The symsum will represent this Fourier Series as a function with respect to t. What you need to do now is you need to substitute values of t into this expression to get the output amplitude for each value t. They define that for you already where it's a vector from 0 to 4*pi with 1001 points in between.
Define this vector, then you'll need to use subs to substitute the time values into the symsum expression and when you're done, cast them back to double so that you actually get a numeric vector.

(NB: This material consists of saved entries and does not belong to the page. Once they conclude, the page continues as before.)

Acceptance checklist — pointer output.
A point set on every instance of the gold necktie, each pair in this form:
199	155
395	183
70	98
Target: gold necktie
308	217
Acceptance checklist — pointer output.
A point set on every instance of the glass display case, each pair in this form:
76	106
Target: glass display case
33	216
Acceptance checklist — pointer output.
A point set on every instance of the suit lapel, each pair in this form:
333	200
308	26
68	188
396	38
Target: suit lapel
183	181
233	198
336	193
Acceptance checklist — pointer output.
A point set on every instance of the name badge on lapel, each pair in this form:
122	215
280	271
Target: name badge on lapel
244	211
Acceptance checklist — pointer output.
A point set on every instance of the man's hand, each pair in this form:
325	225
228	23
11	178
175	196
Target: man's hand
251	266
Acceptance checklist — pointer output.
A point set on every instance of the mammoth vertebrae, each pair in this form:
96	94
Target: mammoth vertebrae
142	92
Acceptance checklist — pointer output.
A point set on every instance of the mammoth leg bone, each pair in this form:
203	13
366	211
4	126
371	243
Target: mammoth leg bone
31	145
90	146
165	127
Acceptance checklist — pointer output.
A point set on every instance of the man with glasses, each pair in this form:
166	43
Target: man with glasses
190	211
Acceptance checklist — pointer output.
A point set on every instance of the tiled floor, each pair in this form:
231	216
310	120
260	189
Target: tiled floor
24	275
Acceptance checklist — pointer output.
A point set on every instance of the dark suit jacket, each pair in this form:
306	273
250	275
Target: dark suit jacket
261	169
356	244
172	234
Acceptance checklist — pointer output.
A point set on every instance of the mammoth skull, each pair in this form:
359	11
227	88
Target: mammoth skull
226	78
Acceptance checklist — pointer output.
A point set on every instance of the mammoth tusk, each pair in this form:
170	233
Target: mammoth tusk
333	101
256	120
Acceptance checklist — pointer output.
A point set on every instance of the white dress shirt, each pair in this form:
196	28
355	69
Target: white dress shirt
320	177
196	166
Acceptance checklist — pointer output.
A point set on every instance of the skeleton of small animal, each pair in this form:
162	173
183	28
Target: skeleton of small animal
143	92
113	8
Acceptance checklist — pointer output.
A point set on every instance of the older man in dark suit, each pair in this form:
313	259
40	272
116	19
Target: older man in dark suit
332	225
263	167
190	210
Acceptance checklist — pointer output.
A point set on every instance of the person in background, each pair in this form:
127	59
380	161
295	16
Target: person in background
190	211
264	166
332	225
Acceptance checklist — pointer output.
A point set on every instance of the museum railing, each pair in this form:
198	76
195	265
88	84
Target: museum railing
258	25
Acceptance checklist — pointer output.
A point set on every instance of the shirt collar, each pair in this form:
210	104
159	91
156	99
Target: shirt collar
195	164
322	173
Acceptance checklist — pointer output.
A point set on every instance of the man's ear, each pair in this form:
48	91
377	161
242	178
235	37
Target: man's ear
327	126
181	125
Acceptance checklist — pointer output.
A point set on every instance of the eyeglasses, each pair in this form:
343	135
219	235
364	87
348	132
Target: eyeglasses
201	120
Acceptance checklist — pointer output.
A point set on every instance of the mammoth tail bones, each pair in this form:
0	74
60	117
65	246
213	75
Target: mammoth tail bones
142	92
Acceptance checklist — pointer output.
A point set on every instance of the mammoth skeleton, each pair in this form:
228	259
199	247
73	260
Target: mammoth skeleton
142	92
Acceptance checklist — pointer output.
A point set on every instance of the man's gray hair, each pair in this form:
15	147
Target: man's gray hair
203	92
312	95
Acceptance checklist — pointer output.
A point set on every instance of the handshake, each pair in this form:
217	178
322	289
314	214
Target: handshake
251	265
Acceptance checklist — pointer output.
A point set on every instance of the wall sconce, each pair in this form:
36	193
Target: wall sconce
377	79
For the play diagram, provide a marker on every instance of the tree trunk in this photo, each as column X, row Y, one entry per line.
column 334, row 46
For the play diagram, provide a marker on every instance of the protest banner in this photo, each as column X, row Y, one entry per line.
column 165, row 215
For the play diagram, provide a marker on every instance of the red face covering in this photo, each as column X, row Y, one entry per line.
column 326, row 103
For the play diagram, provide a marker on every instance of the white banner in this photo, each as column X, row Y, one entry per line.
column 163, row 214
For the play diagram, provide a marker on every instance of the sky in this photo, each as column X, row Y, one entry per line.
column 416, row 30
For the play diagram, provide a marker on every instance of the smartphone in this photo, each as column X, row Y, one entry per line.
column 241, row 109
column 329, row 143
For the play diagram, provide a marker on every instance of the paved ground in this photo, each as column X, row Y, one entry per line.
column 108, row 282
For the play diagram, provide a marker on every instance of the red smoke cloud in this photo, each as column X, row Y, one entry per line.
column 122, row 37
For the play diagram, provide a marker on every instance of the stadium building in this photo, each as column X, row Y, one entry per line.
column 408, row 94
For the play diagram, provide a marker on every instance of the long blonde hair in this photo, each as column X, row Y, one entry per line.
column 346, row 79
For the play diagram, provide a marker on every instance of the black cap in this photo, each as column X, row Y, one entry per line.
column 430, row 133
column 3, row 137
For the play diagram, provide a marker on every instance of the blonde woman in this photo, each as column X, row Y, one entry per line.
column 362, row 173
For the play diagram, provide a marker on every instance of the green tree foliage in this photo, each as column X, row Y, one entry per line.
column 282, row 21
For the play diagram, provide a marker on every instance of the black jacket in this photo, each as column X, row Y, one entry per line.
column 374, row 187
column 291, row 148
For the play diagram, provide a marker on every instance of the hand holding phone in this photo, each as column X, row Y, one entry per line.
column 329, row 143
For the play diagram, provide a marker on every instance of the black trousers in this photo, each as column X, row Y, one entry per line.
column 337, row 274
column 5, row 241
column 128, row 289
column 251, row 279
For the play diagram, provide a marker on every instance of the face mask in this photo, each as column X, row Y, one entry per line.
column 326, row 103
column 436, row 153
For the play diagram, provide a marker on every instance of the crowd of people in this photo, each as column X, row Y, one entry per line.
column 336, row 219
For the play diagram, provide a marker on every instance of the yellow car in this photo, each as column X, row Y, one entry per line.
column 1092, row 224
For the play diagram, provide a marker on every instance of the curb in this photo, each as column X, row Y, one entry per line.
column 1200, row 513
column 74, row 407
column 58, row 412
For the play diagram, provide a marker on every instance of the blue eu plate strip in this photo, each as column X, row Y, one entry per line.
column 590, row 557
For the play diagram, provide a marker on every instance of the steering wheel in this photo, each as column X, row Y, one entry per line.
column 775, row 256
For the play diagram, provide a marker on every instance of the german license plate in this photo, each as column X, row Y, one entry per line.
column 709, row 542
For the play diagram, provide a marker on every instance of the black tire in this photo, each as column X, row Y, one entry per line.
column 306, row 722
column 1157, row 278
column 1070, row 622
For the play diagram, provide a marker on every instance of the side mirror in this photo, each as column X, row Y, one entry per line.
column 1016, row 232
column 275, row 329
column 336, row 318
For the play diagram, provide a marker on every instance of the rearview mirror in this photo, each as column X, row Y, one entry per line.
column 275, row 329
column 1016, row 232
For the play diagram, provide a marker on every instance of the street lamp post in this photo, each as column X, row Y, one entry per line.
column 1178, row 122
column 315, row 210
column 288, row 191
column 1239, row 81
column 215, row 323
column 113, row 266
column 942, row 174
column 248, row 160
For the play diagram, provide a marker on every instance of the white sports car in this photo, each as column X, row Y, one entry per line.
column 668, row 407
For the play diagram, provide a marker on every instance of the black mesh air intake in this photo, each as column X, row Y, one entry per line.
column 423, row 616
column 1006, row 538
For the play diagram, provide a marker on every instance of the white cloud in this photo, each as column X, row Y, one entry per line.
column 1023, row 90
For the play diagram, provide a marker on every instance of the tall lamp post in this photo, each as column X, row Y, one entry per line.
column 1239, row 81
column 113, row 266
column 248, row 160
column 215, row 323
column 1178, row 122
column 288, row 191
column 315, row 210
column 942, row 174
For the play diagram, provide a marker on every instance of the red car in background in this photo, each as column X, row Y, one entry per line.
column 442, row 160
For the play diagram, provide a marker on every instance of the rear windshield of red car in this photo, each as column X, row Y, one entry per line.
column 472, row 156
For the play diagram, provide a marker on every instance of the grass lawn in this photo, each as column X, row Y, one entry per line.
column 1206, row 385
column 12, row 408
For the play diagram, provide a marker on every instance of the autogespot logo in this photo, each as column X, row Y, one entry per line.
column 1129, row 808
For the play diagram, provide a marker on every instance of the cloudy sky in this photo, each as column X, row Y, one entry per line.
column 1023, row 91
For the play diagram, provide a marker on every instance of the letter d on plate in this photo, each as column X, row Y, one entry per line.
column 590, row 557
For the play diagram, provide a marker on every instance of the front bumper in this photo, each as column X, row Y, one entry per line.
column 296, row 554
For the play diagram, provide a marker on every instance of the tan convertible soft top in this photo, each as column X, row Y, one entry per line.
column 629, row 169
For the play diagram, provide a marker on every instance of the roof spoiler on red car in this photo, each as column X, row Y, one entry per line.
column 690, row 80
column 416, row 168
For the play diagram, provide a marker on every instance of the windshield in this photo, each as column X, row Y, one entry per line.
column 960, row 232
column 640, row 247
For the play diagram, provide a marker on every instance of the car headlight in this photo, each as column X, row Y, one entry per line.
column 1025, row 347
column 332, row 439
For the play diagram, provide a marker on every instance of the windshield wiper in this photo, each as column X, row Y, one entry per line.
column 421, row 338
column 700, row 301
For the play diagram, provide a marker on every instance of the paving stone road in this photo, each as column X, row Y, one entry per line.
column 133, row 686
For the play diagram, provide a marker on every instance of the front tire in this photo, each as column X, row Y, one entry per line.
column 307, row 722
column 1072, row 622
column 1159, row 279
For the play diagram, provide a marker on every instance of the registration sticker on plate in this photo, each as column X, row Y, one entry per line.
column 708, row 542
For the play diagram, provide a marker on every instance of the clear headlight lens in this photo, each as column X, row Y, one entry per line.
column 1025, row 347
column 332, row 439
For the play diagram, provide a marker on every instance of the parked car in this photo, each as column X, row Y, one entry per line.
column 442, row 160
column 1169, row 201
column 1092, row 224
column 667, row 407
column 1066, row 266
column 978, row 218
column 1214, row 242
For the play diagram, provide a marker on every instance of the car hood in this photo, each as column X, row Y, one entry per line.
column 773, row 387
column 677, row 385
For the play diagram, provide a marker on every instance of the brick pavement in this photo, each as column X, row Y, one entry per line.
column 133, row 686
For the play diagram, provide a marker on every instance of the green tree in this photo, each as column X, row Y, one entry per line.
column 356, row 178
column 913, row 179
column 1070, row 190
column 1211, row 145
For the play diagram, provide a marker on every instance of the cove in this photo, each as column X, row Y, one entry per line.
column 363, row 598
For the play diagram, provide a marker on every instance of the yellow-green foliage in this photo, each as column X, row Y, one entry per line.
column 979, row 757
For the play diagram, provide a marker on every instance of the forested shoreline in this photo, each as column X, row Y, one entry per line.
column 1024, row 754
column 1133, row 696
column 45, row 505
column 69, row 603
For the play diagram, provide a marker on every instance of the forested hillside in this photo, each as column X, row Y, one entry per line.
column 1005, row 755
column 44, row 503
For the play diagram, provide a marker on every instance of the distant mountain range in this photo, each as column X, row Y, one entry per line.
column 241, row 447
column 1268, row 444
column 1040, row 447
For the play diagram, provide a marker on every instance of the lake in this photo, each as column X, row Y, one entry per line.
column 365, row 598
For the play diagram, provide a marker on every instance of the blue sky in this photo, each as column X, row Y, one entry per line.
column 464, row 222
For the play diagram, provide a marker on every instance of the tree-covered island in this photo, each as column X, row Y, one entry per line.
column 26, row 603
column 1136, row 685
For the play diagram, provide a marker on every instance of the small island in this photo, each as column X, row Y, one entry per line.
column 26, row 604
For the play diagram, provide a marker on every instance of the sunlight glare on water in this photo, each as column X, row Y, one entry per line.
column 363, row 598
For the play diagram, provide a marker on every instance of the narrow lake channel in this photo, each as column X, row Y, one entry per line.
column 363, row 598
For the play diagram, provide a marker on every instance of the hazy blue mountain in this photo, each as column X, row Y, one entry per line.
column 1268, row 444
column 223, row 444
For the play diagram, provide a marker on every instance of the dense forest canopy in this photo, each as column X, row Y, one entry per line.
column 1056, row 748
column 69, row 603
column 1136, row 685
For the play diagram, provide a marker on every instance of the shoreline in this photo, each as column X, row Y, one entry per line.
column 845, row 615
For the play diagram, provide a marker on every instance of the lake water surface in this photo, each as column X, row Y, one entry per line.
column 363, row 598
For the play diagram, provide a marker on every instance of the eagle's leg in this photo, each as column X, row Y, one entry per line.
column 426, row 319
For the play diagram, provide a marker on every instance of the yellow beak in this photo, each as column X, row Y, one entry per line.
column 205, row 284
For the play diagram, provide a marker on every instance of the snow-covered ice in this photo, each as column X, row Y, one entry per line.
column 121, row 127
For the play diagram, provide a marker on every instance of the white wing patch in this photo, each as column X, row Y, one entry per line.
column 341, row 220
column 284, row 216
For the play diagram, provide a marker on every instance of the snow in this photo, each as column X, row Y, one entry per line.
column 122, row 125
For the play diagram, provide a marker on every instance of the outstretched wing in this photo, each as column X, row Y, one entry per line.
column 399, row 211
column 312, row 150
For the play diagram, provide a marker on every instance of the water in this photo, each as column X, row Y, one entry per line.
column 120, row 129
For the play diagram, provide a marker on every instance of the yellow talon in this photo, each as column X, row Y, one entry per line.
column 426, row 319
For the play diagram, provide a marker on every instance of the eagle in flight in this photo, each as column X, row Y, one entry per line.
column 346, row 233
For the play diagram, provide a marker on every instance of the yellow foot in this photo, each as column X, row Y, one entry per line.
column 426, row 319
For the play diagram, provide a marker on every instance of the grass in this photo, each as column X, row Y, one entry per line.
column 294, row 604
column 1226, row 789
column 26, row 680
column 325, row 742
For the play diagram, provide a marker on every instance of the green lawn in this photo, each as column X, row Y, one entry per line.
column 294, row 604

As such, your function should simply be this:
function [g] = square_wave(n)
syms t k; %// Define t and k
f = sin((2*k-1)*t)/(2*k-1); %// Define function
F = symsum(f, k, 1, n); %// Define Fourier Series
tVector = linspace(0, 4*pi, 1001); %// Define time points
g = double(subs(F, t, tVector)); %// Get numeric output
end
The first line defines t and k to be symbolic because t and k are symbolic in the expression. Next, I'll define f to be the term inside the summation with respect to t and k. The line after that defines the actual sum itself. We use f and sum with respect to k as that is what the summation calls for and we sum from 1 up to n. Last but not least, we define a time vector from 0 to 4*pi with 1001 points in between and we use subs to substitute the value of t in the Fourier Series with all values in this vector. The result should be a 1001 vector which I then cast to double to get a numerical result and we get your desired output.
To show you that this works, we can try this with n = 20. Do this in the command prompt now:
>> g = square_wave(20);
>> t = linspace(0, 4*pi, 1001);
>> plot(t, g);
We get:
Therefore, if you make n go higher... so 200 as they suggest, you'll see that the wave will eventually look like what you expect from a square wave.
If you don't have the Symbolic Math Toolbox, which symsum, syms and subs relies on, we can do it completely numerically. What you'll have to do is define a meshgrid of points for pairs of t and n, substitute each pair into the sequence equation for the Fourier Series and sum up all of the results.
As such, you'd do something like this:
function [g] = square_wave(n)
tVector = linspace(0, 4*pi, 1001); %// Define time points
[t,k] = meshgrid(tVector, 1:n); %// Define meshgrid
f = sin((2*k-1).*t)./(2*k-1); %// Define Fourier Series
g = sum(f, 1); %// Sum up for each time point
end
The first line of code defines our time points from 0 to 4*pi. The next line of code defines a meshgrid of points. How this works is that for t, each column defines a unique time point, so the first column is 200 zeroes, up to the last column which is a column of 200 4*pi values. Similarly for k, each row denotes a unique n value so the first row is 1001 1s, followed by 1001 2s, up to 1001 1s. The implications with this is now each column of t and k denotes the right (t,n) pairs to compute the output of the Fourier series for each time that is unique to that column.
As such, you'd simply use the sequence equation and do element-wise multiplication and division, then sum along each individual column to finally get the square wave output. With the above code, you will get the same result as above, and it'll be much faster than symsum because we're doing it numerically now and not doing it symbolically which has a lot more computational overhead.
Here's what we get when n = 200:
This code with n=200 ran in milliseconds whereas the symsum equivalent took almost 2 minutes on my machine - Mac OS X 10.10.3 Yosemite, 16 GB RAM, Intel Core i7 2.3 GHz.